Search for source of heart surgery infection continues
The source of an infection linked to the deaths of heart surgery patients at an Edinburgh hospital has still to be located, ministers have revealed.
Health Secretary Jeane Freeman said the infection had been caused by three different types of mould not normally found in hospitals.
But the source of the moulds in the Royal Infirmary of Edinburgh has still to be identified.
NHS Lothian has written to 186 heart surgery patients about the infection.
They warned the patients about the potential risk of the unusual strain of heart valve infection known as endocarditis.
A total of 26 patients have responded, 19 of whom have been passed on to their local health board "for further consideration".
The fungal mould infection can take up to six months to materialise and patients have been advised of the symptoms.
A review found six patients who were operated on had contracted an infection, with "a number" of these people subsequently dying.
Four operating theatres were closed as a precaution to enable specialist cleaning, two of which have since reopened.

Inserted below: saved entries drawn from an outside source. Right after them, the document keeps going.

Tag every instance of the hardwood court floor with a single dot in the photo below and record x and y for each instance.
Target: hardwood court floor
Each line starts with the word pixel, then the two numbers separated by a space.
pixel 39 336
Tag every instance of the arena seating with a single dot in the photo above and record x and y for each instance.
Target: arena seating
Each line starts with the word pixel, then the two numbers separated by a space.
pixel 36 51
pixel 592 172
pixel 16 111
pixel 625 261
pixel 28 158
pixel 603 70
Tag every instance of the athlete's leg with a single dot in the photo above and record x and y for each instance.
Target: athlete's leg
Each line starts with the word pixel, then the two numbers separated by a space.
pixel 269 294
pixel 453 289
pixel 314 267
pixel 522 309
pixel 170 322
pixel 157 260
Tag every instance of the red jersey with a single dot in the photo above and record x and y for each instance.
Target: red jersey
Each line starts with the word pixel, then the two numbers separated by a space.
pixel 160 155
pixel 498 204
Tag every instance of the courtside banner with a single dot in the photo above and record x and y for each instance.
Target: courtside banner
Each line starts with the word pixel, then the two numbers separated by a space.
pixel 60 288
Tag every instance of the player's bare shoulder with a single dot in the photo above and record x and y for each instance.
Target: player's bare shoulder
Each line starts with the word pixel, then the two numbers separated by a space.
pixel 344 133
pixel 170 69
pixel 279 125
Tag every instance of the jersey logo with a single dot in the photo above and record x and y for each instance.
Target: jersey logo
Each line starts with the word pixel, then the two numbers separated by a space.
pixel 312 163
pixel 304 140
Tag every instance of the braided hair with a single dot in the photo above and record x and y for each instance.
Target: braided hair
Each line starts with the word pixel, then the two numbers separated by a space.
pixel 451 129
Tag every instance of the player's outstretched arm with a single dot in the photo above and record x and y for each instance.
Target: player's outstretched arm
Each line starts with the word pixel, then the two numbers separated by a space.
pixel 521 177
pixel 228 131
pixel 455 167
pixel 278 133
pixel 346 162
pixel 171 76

In a statement to Holyrood, Ms Freeman said: "I completely understand that for patients who have been contacted by the board this will have been a worrying time. But, let me repeat, the board were right to undertake a review of cases and inform patients they identified as a result of that exercise.
"No patient wants to receive a letter similar to those sent by NHS Lothian last week.
"But I hope that what I've outlined today provides reassurance that these letters form part of a proactive, precautionary infection control and risk management system here in Scotland.
"Not all healthcare associated infections are preventable, but we do have dedicated professionals and a rigorous system, focused on limiting and controlling them. "
In a response to a question from Green MSP, Andy Wightman, Ms Freeman confirmed that "so far the source has not been identified".